When it doesn't work out

I decided this was the morning; I'm ready to talk about it. And I think that I can get through the whole post without crying. As you all know from my brags we added a new beautiful white girl puppy to our pack back in August. She is amazing; and up there with Luke with her smarts. But it was not meant to be.

Brook is living with a wonderful family; a standard poodle family where she has a young house sibling to brawl with constantly. So although it was a very sad story it definitely has a happy ending; at least for Brook. She is doing great an I am in constant contact with her new family.

I knew that adding another dog to my existing pack was going to be a difficult one. When I temperament tested Brook's litter; all the puppies scored pretty great. We packed up our puppy and brought her home. She was kissed and hugged and toted around constantly and bonded very quickly with me. As a dog trainer I've worked with alot of puppies; Brook is one of the most intelligent dogs I've ever met.

But something was amiss in the pack; something was changing in my dogs and in Brook. It was not a match personality wise; I saw glimpses of the mismatch several weeks in and worked on some issues. And after several agonizing weeks, days of crying and heartache I realized that it simply was not going to mesh. It was not a good match for Brook or my guys.

And this is the most important factor of the story; an amazing breeder. It you don't get a puppy from a good breeder and it doesn't work out, then what? As a specialist in canine behavior I knew that a rehoming should be done asap so with a very heavy heart she joined her Mother and siblings for a while. It has taken me months to get over it; she is constantly in my thoughts and she etched a mark on my heart that will stay there forever.

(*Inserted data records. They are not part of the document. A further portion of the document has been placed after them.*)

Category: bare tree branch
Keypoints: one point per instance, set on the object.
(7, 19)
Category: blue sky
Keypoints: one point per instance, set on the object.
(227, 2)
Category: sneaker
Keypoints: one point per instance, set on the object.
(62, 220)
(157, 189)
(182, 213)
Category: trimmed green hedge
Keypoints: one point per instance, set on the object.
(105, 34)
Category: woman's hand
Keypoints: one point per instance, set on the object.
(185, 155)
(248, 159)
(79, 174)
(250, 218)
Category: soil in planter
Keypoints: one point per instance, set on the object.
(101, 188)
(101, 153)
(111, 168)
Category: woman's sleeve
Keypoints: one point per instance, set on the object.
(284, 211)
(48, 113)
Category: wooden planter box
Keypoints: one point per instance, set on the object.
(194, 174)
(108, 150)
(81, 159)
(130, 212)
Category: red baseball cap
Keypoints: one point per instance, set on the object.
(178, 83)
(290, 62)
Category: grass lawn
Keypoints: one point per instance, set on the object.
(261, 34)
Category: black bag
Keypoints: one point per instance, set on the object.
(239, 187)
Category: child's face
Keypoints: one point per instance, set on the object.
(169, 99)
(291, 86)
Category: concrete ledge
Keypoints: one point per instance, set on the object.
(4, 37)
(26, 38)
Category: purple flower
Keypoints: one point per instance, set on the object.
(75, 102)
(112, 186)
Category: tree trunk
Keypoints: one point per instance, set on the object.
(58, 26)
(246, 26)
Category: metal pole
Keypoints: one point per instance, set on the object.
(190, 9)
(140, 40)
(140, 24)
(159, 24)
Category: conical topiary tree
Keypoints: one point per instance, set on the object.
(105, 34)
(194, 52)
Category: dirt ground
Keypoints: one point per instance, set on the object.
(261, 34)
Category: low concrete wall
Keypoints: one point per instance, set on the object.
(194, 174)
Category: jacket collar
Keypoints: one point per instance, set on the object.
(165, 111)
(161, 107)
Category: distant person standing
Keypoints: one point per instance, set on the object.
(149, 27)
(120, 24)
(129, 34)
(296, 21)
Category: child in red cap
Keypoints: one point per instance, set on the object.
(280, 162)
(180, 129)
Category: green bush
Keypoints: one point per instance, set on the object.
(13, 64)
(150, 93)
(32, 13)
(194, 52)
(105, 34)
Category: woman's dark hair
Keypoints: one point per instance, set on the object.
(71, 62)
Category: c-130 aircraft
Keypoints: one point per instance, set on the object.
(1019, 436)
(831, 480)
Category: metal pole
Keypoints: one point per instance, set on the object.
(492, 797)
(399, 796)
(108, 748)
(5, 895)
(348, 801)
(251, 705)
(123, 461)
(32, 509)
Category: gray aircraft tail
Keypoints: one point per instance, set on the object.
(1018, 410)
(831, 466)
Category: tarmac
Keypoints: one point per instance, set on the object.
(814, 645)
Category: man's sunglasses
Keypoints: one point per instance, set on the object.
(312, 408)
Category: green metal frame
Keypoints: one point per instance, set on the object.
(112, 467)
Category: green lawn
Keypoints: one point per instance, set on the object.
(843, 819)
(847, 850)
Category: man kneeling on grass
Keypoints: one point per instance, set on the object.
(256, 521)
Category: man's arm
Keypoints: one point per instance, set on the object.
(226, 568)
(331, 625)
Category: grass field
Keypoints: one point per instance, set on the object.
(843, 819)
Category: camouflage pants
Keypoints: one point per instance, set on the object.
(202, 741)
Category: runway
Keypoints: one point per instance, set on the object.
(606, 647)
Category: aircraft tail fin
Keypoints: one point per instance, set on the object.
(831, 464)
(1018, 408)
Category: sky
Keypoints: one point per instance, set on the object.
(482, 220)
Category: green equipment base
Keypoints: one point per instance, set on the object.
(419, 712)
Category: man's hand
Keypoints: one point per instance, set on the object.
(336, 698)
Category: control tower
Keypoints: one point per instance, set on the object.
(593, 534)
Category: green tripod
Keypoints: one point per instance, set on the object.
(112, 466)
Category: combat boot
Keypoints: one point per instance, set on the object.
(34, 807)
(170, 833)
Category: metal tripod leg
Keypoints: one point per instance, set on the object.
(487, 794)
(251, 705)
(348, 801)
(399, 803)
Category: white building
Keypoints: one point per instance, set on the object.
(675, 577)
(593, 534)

I have had to counsel families where two or more dogs were just not going to work it out. Sometimes it simply doesn't work and you have to do what is best for all dogs involved. As canine guardians it is our job and commitment to do our best; and my best was to give Brook an alternative family; one with younger dogs in it. It was very important for her to have constant canine companionship and my guys were not fitting the bill.

It was a very complicated pack dimension; as are most pack matters. For things to run smoothly all canines have to be on board or at least be workable. Sometimes personalities just do not blend; and when this happens it is sad but we must do our best to make things work for everyone. I did that; it was one of the saddest and most difficult things I've ever had to do but I believe very strongly in the saying; "What doesn't kill you makes you stronger."


  1. Sherri,

    I feel for you, but it sounds like you did the most unselfish thing possible by allowing Brook to go.